Scholastic apologizes for suggesting 'racism' be cut from kid's book : NPR

The Three-fifths Compromise applied to slaves, not free black people.
Sadly, in a time when nations across the entire world owned slaves, a region of America also owned slaves. For about 90 years of US history, 1.5% of Americans participated in the African slave trade that spanned from the Middle Ages until 1981.
 

Also sadly, in a time when slavery itself was still legal and happening Morocco, China, Turkey, Ethiopia, interior African nations, and the Middle East; we were dealing with some awful Jim Crow laws.

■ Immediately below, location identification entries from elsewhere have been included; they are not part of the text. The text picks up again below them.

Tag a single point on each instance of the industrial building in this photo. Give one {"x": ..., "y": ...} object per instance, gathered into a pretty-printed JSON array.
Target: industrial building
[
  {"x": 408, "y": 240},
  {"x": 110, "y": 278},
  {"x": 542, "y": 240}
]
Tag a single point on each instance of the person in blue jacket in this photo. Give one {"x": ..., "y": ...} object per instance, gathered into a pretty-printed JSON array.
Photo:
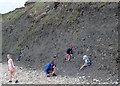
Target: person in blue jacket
[{"x": 50, "y": 69}]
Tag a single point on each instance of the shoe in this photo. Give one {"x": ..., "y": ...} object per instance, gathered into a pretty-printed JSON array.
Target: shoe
[
  {"x": 10, "y": 81},
  {"x": 54, "y": 74},
  {"x": 16, "y": 81}
]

Not a single day goes by (or even an hour, I'd bet) that Americans don't argue about it with shame. I don't think any other country (many of whom were worse) gets off on doing this like Americans.
 

As such, yeah. In a time when black slaves were routinely castrated outside of the US, there was a debate here about how to count the census. No real reason to avoid discussing the 3/5ths compromise.
 

Women have been entrepreneurs and owned businesses since the founding of the United States. Same for black people. At the founding of the country, the right to vote was restricted to "gentlemen of property and standing". Prior to the Civil War, free Black people had suffrage in New York, New Jersey, and Pennsylvania..

There has been bigotry and people fighting bigotry every step of the way.